Good news: a new Dishonored 2 [official site] gameplay trailer is out, with a pleasing eight-minute chunk of Emily murdering her way through a place we’ve seen a bit of before. What I saw was quite nice, but I started peeking through my fingers then stopped watching because I’d still like to be surprised by Arkane’s sneak-o-FPS.
Plbbbbbrfffff news: those silly sausages at Bethesda have announced that they’ll release the game a day early – to people who pre-order it. You cheeky bunch!
The good: this natty gameplay trailer.
Coo! What I saw before slapping my hand to my eyes was lovely. What a house! It’s not as fancy as it looked in that first cinematic trailer but lawks, it’s more like it than I was expecting. Good stuff!

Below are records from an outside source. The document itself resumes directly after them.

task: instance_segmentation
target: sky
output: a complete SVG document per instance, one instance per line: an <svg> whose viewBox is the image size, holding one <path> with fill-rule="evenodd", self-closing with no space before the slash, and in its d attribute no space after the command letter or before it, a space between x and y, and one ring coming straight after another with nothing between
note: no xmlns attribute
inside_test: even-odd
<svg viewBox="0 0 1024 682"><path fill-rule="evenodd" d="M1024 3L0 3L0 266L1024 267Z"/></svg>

Annnd yes, people who pre-order will get the game a day early. I’m too tired to have a Hot Take on this. It’s sorta like releasing early except tied up in pre-order guff? Battlefield 1 is worse, letting players in early if they pay extra for the Deluxe Edition, and they can play a chunk even earlier by subscribing to that Origin Access doodad. And Squeenix tried to force pre-orders on the new Deus Ex with promises of releasing it early if enough people slapped their cash down early – only to back down when it was pointed out how flipping daft that was. Please can we knock off all this pre-order guff. Give people shiny stickers and pats on the head. If a game is ready to be released, just release it.
My Hot Take is a half-hearted Bronx cheer being forced out as I crumple forwards.
[Disclosure: Cara Ellison, RPS’s former Senior Scottish Correspondent and my own current Flatmate/Platonic Life Partner, wrote a bit for Dishonored 2.]